Dominique Rocher : On a financé le film à peu près en même temps que Revenge, par exemple, et on n’a pas pu profiter du succès de Grave. Coralie (Fargeat, réalisatrice de Revenge), je la connais bien et on a fait nos films en parallèle, mais ce ne sont pas des productions avec un gros budget. La Nuit a dévoré le monde, c’est 2 millions et demi d’euros. C’est bien pour un premier film, bien sûr, mais ça reste des budgets raisonnables. Heureusement il y a Canal Plus qui nous a aidé à financer le film, et ça n’a pas été facile à tout récolter, mais je crois que la question du genre ne se pose qu’à partir d’un certain cap. Si on avait eu une plus grosse ambition en terme d’entrées de spectateurs, est-ce que les financiers auraient suivi ? Je ne suis pas certain. Le problème que je me pose maintenant, c’est celui de la distribution, et de trouver des exploitants qui montrent le film. C’est vrai qu’il a une tonalité singulière et il n’est pas formaté pour le grand public. A une semaine de la sortie, on a 40 copies programmées, Grave en avait 70. Ça reste des petites sorties.
Tu as un joli casting pourtant. Ce sont des acteurs à qui tu pensais dès la phase d’écriture ?

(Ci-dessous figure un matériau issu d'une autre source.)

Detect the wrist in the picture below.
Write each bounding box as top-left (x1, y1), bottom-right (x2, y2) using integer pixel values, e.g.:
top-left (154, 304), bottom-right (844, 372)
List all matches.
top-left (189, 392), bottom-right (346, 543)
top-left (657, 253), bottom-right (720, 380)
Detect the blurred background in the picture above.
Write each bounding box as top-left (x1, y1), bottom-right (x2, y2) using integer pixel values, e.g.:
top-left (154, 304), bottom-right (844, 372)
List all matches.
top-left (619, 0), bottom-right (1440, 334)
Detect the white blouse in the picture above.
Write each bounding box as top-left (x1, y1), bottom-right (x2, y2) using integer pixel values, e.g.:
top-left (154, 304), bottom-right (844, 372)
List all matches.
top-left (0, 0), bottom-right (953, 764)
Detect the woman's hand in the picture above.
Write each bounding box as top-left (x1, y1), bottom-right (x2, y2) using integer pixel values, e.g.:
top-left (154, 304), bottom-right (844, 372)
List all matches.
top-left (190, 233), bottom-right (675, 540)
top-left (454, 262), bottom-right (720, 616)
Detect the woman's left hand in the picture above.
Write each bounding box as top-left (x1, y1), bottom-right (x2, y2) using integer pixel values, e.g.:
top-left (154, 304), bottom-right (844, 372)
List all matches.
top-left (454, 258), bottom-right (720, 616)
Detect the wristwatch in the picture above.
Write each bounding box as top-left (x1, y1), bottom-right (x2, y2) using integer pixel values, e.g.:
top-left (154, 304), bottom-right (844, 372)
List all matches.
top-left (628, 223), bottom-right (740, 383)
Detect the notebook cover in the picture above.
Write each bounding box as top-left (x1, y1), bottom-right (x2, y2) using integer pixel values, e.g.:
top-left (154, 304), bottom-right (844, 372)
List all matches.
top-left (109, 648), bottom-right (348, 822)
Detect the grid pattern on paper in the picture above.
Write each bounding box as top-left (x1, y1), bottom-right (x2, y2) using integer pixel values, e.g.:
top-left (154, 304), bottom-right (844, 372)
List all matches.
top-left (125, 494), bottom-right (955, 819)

Non, à part peut-être Golshifteh Farahani que j’avais en tête à l’écriture. Pour l’acteur principal, je ne savais pas. Je ne connaissais même pas Anders Danielsen Lie à ce moment. Quand on est rentré en casting, je n’avais vu ni Oslo, 31 août ni Nouvelle Donne, et Ce Sentiment de l’été sortait à ce moment-là en salles. Du coup j’ai découvert toute sa filmo d’un coup. J’ai aussitôt adoré le cinéma de Joaquim Trier, et du coup Anders dedans, et j’ai tout de suite voulu le rencontrer. Pour Denis Lavant, on y a pensé dès qu’on a eu ce personnage d’Alfred, qui est un import par rapport au roman. Ça a été mon premier choix et la raison pour laquelle il a accepté dès que je l’ai rencontré c’est qu’il n’avait jamais fait. C’était vraiment pour s’amuser pour lui. J’adore les acteurs qui se transforment, et son travail avec Leos Carax et son personnage deMonsieur Merde, c’est un puits créatif dont on avait besoin sur le tournage.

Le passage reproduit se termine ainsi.